How to optimize C code : looking for the next set bit and finding sum of corresponding array elements

124 Views Asked by At

EDIT: Now I realize I didn't explain my algorithm well enough. I'll try again.

What I'm doing is something very similar to dot product of two vectors, but there is a difference. I've got two vectors: one vector of bits and one vector of floats of the same length. So I need to calculate sum: float[0]*bit[0]+float[1]*bit[1]+..+float[N-1]*bit[N-1], BUT the difference from a classic dot product is that I need to skip some fixed number of elements after each set bit.

Example:

vector of floats = {1.5, 2.0, 3.0, 4.5, 1.0}
vector of bits   = {1, 0, 1, 0, 1 }
nSkip = 2

in this case sum is calculated as follows:

sum = floats[0]*bits[0]
bits[0] == 1, so skipping 2 elements (at positions 1 and 2)
sum = sum + floats[3]*bits[3]
bits[3] == 0, so no skipping
sum = sum + floats[4]*bits[4]
result = 1.5*1+4.5*0+1.0*1 = 2.5

The following code is called many times with different data so I need to optimize it to run as fast as possible on my Core i7 (I don't care much about compatibility with anything else). It is optimized to some extent but still slow, but I don't know how to further improve it. Bit array is implemented as an array of 64 bit unsigned ints, it allows me to use bitscanforward to find the next set bit.

code:

unsigned int i = 0;
float fSum = 0;
do
{
  unsigned int nAddr = i / 64;
  unsigned int nShift = i & 63;
  unsigned __int64 v = bitarray[nAddr] >> nShift;
  unsigned long idx;
  if (!_BitScanForward64(&idx, v))
  {
    i+=64-nShift; 
    continue;
  }
  i+= idx;
  fSum  += floatarray[i];
  i+= nSkip;
}   while(i<nEnd);

Profiler shows 3 slowest hotspots :

1. v = bitarray[nAddr] >> nShift (memory access with shift)
2. _BitScanForward64(&idx, v) 
3. fSum += floatarray[i]; (memory access)

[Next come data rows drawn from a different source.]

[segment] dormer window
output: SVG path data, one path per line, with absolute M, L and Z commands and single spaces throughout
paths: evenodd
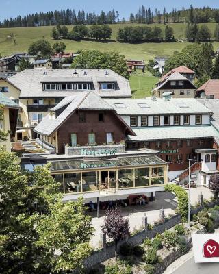
M 100 84 L 101 90 L 114 90 L 115 84 L 114 83 L 101 83 Z

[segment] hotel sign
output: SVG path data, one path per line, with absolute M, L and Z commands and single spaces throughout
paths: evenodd
M 161 150 L 161 154 L 168 154 L 168 153 L 178 153 L 179 149 L 166 149 L 166 150 Z
M 81 151 L 81 155 L 82 156 L 101 156 L 103 155 L 115 155 L 117 152 L 117 149 L 83 149 Z

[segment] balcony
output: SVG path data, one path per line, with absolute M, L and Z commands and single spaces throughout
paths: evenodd
M 55 105 L 27 105 L 27 112 L 47 112 L 50 108 L 53 108 Z
M 16 127 L 23 127 L 23 122 L 21 121 L 16 122 Z

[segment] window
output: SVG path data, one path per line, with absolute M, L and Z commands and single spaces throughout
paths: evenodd
M 146 116 L 142 116 L 141 126 L 146 127 L 146 125 L 148 125 L 148 117 Z
M 130 127 L 137 127 L 137 117 L 130 117 Z
M 88 133 L 88 144 L 95 145 L 96 143 L 96 135 L 94 133 Z
M 181 140 L 177 140 L 177 147 L 183 147 L 183 141 Z
M 70 142 L 71 142 L 72 147 L 77 146 L 77 134 L 76 133 L 72 133 L 70 134 Z
M 170 81 L 170 86 L 176 86 L 176 81 Z
M 112 132 L 107 133 L 107 144 L 111 144 L 114 141 L 114 134 Z
M 57 105 L 62 100 L 62 98 L 55 98 L 55 105 Z
M 77 84 L 76 89 L 78 90 L 90 90 L 90 84 Z
M 79 123 L 85 123 L 86 116 L 85 112 L 79 112 Z
M 149 105 L 146 103 L 139 103 L 138 104 L 141 108 L 150 108 Z
M 101 83 L 100 84 L 101 90 L 115 90 L 115 84 L 114 83 Z
M 156 146 L 156 149 L 162 149 L 162 142 L 157 141 L 155 146 Z
M 201 116 L 196 115 L 196 125 L 201 125 Z
M 192 141 L 190 139 L 186 140 L 186 147 L 190 147 L 192 146 Z
M 216 162 L 216 154 L 211 154 L 211 162 Z
M 183 117 L 184 125 L 190 125 L 190 115 L 184 115 L 184 117 Z
M 170 117 L 169 116 L 164 116 L 164 125 L 170 125 Z
M 175 125 L 179 125 L 180 124 L 180 117 L 179 116 L 174 116 L 173 117 L 173 124 Z
M 210 154 L 205 155 L 205 162 L 210 162 Z
M 8 92 L 8 86 L 0 86 L 0 92 Z
M 98 114 L 98 120 L 99 122 L 103 122 L 103 113 L 99 113 Z
M 13 101 L 13 102 L 14 102 L 14 103 L 16 103 L 17 105 L 19 105 L 19 99 L 12 99 L 12 101 Z
M 204 140 L 198 140 L 198 145 L 200 146 L 200 147 L 202 147 L 202 146 L 203 146 L 204 145 Z
M 159 116 L 153 116 L 153 125 L 159 125 Z
M 170 147 L 172 147 L 172 142 L 170 141 L 170 140 L 166 141 L 166 147 L 167 149 L 170 149 Z

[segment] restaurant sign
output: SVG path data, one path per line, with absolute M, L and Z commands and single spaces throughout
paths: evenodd
M 161 150 L 161 154 L 168 154 L 168 153 L 178 153 L 179 149 L 166 149 L 166 150 Z
M 81 151 L 81 155 L 82 156 L 101 156 L 103 155 L 115 155 L 117 152 L 117 149 L 83 149 Z

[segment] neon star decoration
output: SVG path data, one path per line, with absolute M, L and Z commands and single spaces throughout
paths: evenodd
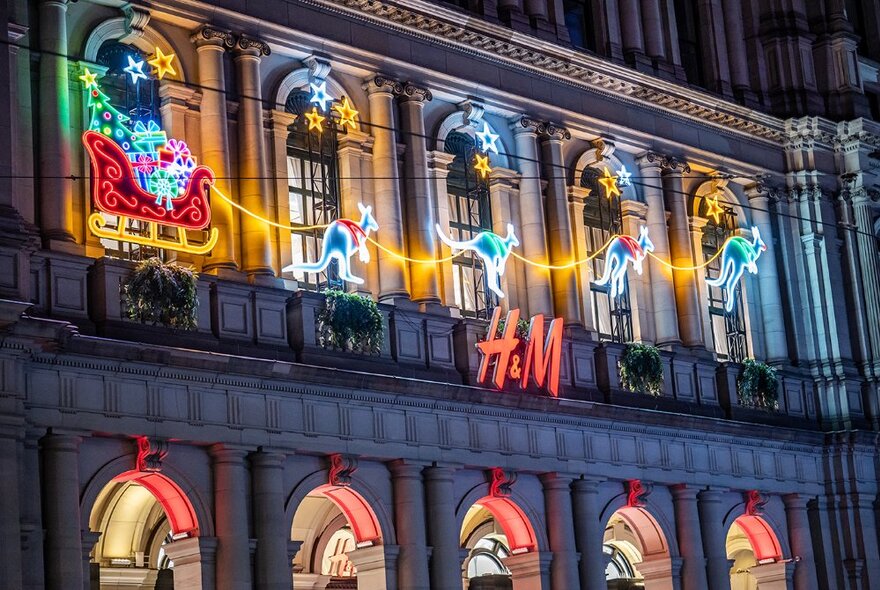
M 146 80 L 147 75 L 144 73 L 144 61 L 135 61 L 130 55 L 126 57 L 128 57 L 128 67 L 122 71 L 131 76 L 131 83 L 137 84 L 138 80 Z
M 162 53 L 162 48 L 156 47 L 156 57 L 149 60 L 147 63 L 156 68 L 156 77 L 161 80 L 165 77 L 165 74 L 171 74 L 172 76 L 177 75 L 177 70 L 171 65 L 172 61 L 174 61 L 173 53 Z
M 611 298 L 616 298 L 626 288 L 624 279 L 628 263 L 631 262 L 636 272 L 642 274 L 642 261 L 653 251 L 654 243 L 648 237 L 648 228 L 645 226 L 640 228 L 638 240 L 630 236 L 615 237 L 608 245 L 602 278 L 593 282 L 600 286 L 611 283 Z
M 736 284 L 743 273 L 748 270 L 752 274 L 758 274 L 758 265 L 755 262 L 761 253 L 767 249 L 761 232 L 757 227 L 752 227 L 752 241 L 741 236 L 734 236 L 724 244 L 721 254 L 721 274 L 717 278 L 707 279 L 706 284 L 710 287 L 721 287 L 727 291 L 727 301 L 724 310 L 728 313 L 733 311 L 736 299 Z
M 477 139 L 480 140 L 480 148 L 486 152 L 495 152 L 498 153 L 498 146 L 495 143 L 498 141 L 499 135 L 497 133 L 492 133 L 492 129 L 489 128 L 489 124 L 483 121 L 483 130 L 477 131 L 475 133 Z
M 291 264 L 285 266 L 282 272 L 292 270 L 300 272 L 323 272 L 332 261 L 336 261 L 339 268 L 339 278 L 349 283 L 362 285 L 364 280 L 351 273 L 350 259 L 357 252 L 361 262 L 370 261 L 370 251 L 367 250 L 367 239 L 371 231 L 378 231 L 379 224 L 373 218 L 373 208 L 364 207 L 358 203 L 361 212 L 361 220 L 337 219 L 324 230 L 321 258 L 314 263 Z

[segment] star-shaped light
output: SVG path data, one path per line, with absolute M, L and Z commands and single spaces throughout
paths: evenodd
M 489 168 L 489 156 L 481 156 L 477 154 L 474 156 L 476 158 L 476 162 L 474 163 L 474 170 L 480 173 L 484 179 L 489 176 L 489 173 L 492 172 L 492 169 Z
M 306 113 L 306 120 L 309 122 L 309 131 L 314 131 L 317 129 L 318 133 L 324 131 L 324 127 L 321 123 L 324 122 L 324 119 L 327 117 L 322 117 L 320 113 L 318 113 L 318 109 L 316 107 L 312 107 L 311 113 Z
M 351 108 L 348 97 L 342 98 L 342 104 L 333 105 L 333 110 L 339 113 L 339 124 L 343 127 L 348 125 L 352 130 L 357 129 L 357 123 L 354 118 L 357 117 L 357 111 Z
M 480 140 L 480 146 L 483 148 L 484 152 L 487 154 L 489 152 L 498 153 L 498 146 L 495 145 L 495 142 L 498 141 L 498 134 L 492 133 L 488 123 L 483 121 L 483 130 L 477 131 L 475 135 L 477 136 L 477 139 Z
M 626 166 L 623 164 L 620 165 L 620 170 L 617 171 L 617 186 L 630 186 L 632 185 L 632 172 L 626 169 Z
M 149 60 L 147 63 L 156 68 L 156 77 L 160 80 L 165 77 L 165 74 L 171 74 L 172 76 L 177 75 L 177 70 L 174 69 L 174 66 L 171 65 L 171 62 L 174 61 L 174 54 L 164 54 L 162 53 L 162 49 L 156 48 L 156 57 Z
M 620 196 L 620 187 L 617 186 L 617 177 L 611 175 L 607 166 L 605 167 L 605 174 L 599 177 L 599 184 L 605 188 L 605 196 L 609 199 L 614 195 Z
M 147 75 L 144 73 L 144 60 L 135 61 L 132 56 L 128 57 L 128 67 L 122 71 L 131 76 L 132 84 L 137 84 L 140 79 L 146 80 Z
M 92 86 L 97 88 L 98 83 L 95 81 L 95 79 L 97 77 L 98 77 L 98 74 L 94 74 L 94 73 L 90 72 L 89 68 L 84 68 L 83 75 L 80 76 L 79 79 L 83 81 L 83 84 L 86 85 L 86 88 L 91 88 Z
M 327 103 L 333 102 L 333 97 L 327 94 L 327 82 L 309 84 L 309 87 L 312 89 L 312 95 L 309 97 L 309 102 L 321 107 L 322 111 L 326 111 Z

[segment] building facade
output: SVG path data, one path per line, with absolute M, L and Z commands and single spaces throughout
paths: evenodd
M 875 2 L 0 11 L 5 588 L 880 588 Z

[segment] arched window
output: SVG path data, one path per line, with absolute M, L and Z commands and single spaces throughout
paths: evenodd
M 309 131 L 306 113 L 311 112 L 309 93 L 291 92 L 285 110 L 296 115 L 287 139 L 287 179 L 290 203 L 291 262 L 314 262 L 321 255 L 323 229 L 298 229 L 326 225 L 339 218 L 339 172 L 336 157 L 337 136 L 344 133 L 327 115 L 323 131 Z M 325 113 L 326 114 L 326 113 Z M 333 261 L 324 272 L 285 273 L 299 286 L 313 291 L 341 288 L 339 271 Z
M 467 241 L 481 231 L 491 231 L 492 211 L 489 186 L 473 168 L 477 144 L 473 137 L 453 131 L 443 142 L 444 150 L 455 156 L 449 166 L 449 233 L 453 240 Z M 452 261 L 455 305 L 468 317 L 488 318 L 498 304 L 489 290 L 480 259 L 467 250 Z
M 590 189 L 584 205 L 584 229 L 587 236 L 587 252 L 595 252 L 615 234 L 623 229 L 623 214 L 620 209 L 620 196 L 605 196 L 599 186 L 601 172 L 596 167 L 584 168 L 581 186 Z M 601 277 L 605 269 L 603 251 L 590 262 L 592 277 Z M 625 288 L 611 297 L 611 285 L 590 283 L 593 320 L 601 340 L 611 342 L 632 341 L 632 308 L 629 299 L 629 283 L 624 278 Z

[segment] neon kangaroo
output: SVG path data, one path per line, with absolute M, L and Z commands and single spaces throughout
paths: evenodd
M 367 250 L 367 238 L 371 231 L 377 231 L 379 225 L 373 218 L 373 208 L 364 207 L 358 203 L 361 211 L 360 222 L 351 219 L 337 219 L 324 230 L 324 243 L 321 249 L 321 258 L 312 264 L 291 264 L 285 266 L 282 271 L 299 270 L 303 272 L 321 272 L 330 265 L 334 259 L 339 266 L 339 278 L 343 281 L 362 285 L 364 280 L 351 274 L 349 259 L 355 251 L 358 252 L 361 262 L 370 261 L 370 251 Z
M 739 281 L 743 272 L 748 269 L 752 274 L 758 273 L 758 265 L 755 261 L 761 255 L 761 252 L 767 249 L 764 240 L 761 239 L 761 232 L 757 227 L 752 227 L 752 241 L 735 236 L 727 240 L 724 245 L 724 252 L 721 254 L 721 274 L 717 279 L 707 279 L 706 284 L 712 287 L 721 287 L 727 289 L 727 302 L 724 304 L 725 311 L 733 310 L 735 299 L 736 283 Z
M 513 224 L 507 224 L 507 237 L 502 238 L 496 233 L 481 231 L 466 242 L 456 242 L 444 235 L 439 224 L 436 224 L 435 227 L 440 235 L 440 239 L 447 246 L 453 250 L 471 250 L 480 257 L 486 270 L 486 281 L 489 289 L 503 299 L 504 291 L 501 290 L 501 275 L 504 274 L 504 266 L 507 264 L 511 248 L 519 246 L 519 239 L 513 232 Z
M 648 252 L 654 251 L 654 243 L 648 237 L 648 228 L 642 226 L 639 230 L 639 239 L 630 236 L 617 236 L 608 245 L 608 255 L 605 257 L 605 272 L 602 278 L 594 281 L 597 285 L 607 285 L 611 282 L 611 298 L 623 293 L 626 277 L 627 262 L 632 261 L 636 272 L 642 274 L 642 261 Z

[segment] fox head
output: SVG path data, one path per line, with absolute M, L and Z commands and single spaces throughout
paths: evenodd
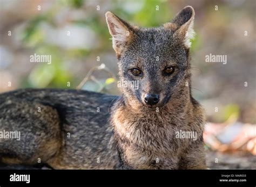
M 194 11 L 185 7 L 157 28 L 133 26 L 107 12 L 106 22 L 118 60 L 122 91 L 127 104 L 149 109 L 190 99 L 189 51 Z M 129 84 L 133 83 L 133 84 Z M 177 100 L 178 99 L 178 100 Z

But probably there is a different way of doing this. I was thinking about just resetting nSkip bits after each set bit in the bit vector and then calculating classical dot product - didn't try yet but honestly don't belive it will be faster with more memory access.

2

There are 2 best solutions below

1
On

I think you should check "how to ask questions" first. You will not gain many upvotes for this, since you are asking us to do the work for you instead of introducing a particular problem.

I cannot see why you are incrementing the same variable in two places instead of one (i). Also think you should declare variables only once, not in every iteration.

0
On

You have too many of your operations inside of the loop. You also only have one loop, so many of the operations that do need to happen for each flag word (the 64 bit unsigned integer) are happening 63 extra times.

Consider division an expensive operation and try to not do that too often when optimizing code for performance.

Memory access is also considered expensive in terms of how long it takes, so this should also be limited to required accesses only.

Tests that allow you to exit early are often useful (though sometimes the test itself is expensive relative to the operations you'd be avoiding, but that's probably not the case here.

Using nested loops should simplify this a lot. The outer loop should work at the 64 bit word level, and the inner loop should work at the bit level.


I have noticed a mistake in my earlier recommendations. Since the division here is by 64, which is a power of 2, this is not actually an expensive operation, but we still need to get as many operations as far out of the loops as we can.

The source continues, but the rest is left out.